Greece debt crisis: Get in depth coverage of the Syriza-led goverment’s debt-relief demands , from FT.com (subscription required).
One rule for ‘us’ and another, entirely different rule for ‘them’. In this case, it’s not just another rule, it’s an entirely different game. I am, of course, referring to the complete fiasco that is the Greek debt crisis.
Now clearly, the rules for personal and national debt management (and recovery) are going to be very different, but it would seem reasonable to expect countries to follow similar principals that we, as citizens and business people are often reminded of: live within your means, pay your bills, honour your debts.
What the Greek issue is clearly demonstrating is that these principles do not hold when there is a political dimension to the financial scenario, and even more so when the crisis threatens, not just a political issue but an issue of ideology.
Some say that the European Union (EU) has changed from its original aims of creating a ‘common market’ for nations of Europe to trade peacefully with a shared aim of close cooperation and a means to prevent the kind of global conflict that twice started in Europe before spilling over to engulf the World. Others contend that the EU has always had an ambition of creating ever-closer political ties leading inevitably to a United States of Europe.
What is clear is that the Eurozone model, with countries tied to a single currency but without a political union, would seem to be undone when political and economic factors are so completely misaligned. Economists and political analysts point to the disparities between the relatively economically stable countries of northern Europe and some of the countries of southern Europe that have fundamental economic problems. This is encapsulated in Greece that has little in the form of manufacturing industry and not much to sell on the international markets except a rich history and a lively tourist industry.
How then were they allowed to anchor themselves to the Euro (which supposedly demands a strict monetary policy and economic discipline) when they have little resilience in the event of economic hardship? They simply do not have the means to drag themselves out of the hole and unfortunately, their profligacy in easier times has led directly to the problems they are now facing.
The facts seem absurd and do not give any confidence that the Greek Government has any real chance of reversing the decline of this wonderful country and the birthplace of democracy.
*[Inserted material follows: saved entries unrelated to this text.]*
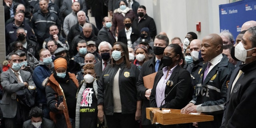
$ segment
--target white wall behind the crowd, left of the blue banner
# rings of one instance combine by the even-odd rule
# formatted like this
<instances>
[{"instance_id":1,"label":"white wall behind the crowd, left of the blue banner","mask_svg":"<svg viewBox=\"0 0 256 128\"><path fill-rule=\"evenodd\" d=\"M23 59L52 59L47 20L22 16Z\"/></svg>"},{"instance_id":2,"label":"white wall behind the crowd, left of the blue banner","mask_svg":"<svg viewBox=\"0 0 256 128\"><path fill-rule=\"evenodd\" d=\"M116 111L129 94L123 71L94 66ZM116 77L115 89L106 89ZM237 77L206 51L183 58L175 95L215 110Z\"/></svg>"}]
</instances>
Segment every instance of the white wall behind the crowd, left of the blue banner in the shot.
<instances>
[{"instance_id":1,"label":"white wall behind the crowd, left of the blue banner","mask_svg":"<svg viewBox=\"0 0 256 128\"><path fill-rule=\"evenodd\" d=\"M195 32L198 39L210 33L220 32L219 4L229 0L137 0L146 6L148 16L154 18L157 33L166 32L171 39L182 40L187 32ZM201 22L201 32L196 31Z\"/></svg>"}]
</instances>

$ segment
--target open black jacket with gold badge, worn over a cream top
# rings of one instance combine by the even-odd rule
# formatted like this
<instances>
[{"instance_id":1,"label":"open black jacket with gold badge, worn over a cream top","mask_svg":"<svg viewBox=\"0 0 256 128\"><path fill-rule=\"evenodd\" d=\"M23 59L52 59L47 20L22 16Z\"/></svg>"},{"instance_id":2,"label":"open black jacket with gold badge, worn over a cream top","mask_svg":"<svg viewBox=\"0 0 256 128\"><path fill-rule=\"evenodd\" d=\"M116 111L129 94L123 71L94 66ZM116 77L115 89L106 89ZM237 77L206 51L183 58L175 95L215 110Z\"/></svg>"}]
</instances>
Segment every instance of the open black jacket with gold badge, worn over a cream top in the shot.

For example Greece, with a population of 11 million, spends 30% more on pensions than Britain, which has a population of 60 million.
When the Greek debt crisis started, the Greek government pledged to raise around €50bn from the privatisation of state assets. Not long after, the target was progressively reduced to €30bn and then €20bn. So far, the government has raised less than €3bn. Let’s not forget this is 5 years on from the start of their recovery plan.
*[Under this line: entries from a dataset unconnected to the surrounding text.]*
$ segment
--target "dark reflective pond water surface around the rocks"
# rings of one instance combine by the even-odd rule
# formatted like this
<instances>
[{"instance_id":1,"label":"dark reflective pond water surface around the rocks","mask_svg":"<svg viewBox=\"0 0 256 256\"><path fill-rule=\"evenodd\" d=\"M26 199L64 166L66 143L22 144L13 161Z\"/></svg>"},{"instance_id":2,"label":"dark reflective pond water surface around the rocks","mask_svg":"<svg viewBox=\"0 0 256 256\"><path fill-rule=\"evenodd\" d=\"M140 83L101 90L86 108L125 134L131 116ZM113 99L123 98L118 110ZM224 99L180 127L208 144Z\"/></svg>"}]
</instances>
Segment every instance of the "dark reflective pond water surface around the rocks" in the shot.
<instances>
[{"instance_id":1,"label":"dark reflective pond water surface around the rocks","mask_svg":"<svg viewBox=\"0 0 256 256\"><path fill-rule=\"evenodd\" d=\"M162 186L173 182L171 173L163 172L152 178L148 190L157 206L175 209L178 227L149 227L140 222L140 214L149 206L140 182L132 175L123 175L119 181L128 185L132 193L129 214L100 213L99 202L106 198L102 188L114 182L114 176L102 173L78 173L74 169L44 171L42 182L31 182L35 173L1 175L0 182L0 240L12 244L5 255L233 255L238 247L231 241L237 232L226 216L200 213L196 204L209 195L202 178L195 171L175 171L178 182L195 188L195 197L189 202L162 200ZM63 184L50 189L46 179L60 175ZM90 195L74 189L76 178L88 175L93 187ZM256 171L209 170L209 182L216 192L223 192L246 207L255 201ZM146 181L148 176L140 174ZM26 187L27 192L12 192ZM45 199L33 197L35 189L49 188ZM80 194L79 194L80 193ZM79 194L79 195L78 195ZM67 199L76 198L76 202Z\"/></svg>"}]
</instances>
This before you even look at the chaos and corruption in their tax system which seems almost too broke to fix. Just their VAT system opens up a huge opportunity for fraud and tax dodging. They have 6 different VAT rates and the Greek Islands enjoy a reduced rate of VAT to encourage people to live there and to help their vital tourist industry. How then can a recent surge of tourism to Mykonos result in lower payments of VAT to the Government?
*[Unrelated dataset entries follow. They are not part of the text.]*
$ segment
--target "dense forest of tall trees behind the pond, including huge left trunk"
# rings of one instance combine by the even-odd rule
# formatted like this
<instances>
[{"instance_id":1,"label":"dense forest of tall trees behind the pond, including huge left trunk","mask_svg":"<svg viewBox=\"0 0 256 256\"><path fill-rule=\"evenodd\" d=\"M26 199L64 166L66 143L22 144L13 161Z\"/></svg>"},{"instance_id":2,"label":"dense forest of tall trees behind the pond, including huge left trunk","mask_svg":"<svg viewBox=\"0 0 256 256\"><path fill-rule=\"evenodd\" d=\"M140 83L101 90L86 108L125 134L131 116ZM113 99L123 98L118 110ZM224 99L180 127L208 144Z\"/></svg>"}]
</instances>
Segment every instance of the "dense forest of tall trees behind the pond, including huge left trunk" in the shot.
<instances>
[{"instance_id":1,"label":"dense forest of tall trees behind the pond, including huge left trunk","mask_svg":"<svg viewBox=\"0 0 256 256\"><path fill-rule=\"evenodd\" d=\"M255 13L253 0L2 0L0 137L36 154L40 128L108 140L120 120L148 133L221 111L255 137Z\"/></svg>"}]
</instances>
Perhaps it’s time for Greece to be allowed to fail; to default on its loans and obligations. Maybe, an exit from the Euro and the rebirth of the drachma, traumatic though that would be would allow Greece to restructure on its own terms, to put its own house in order even though this freedom would almost certainly lead to incredible hardship for the poor, suffering population of this beautiful, proud country. Just don’t tell Vladimir Putin.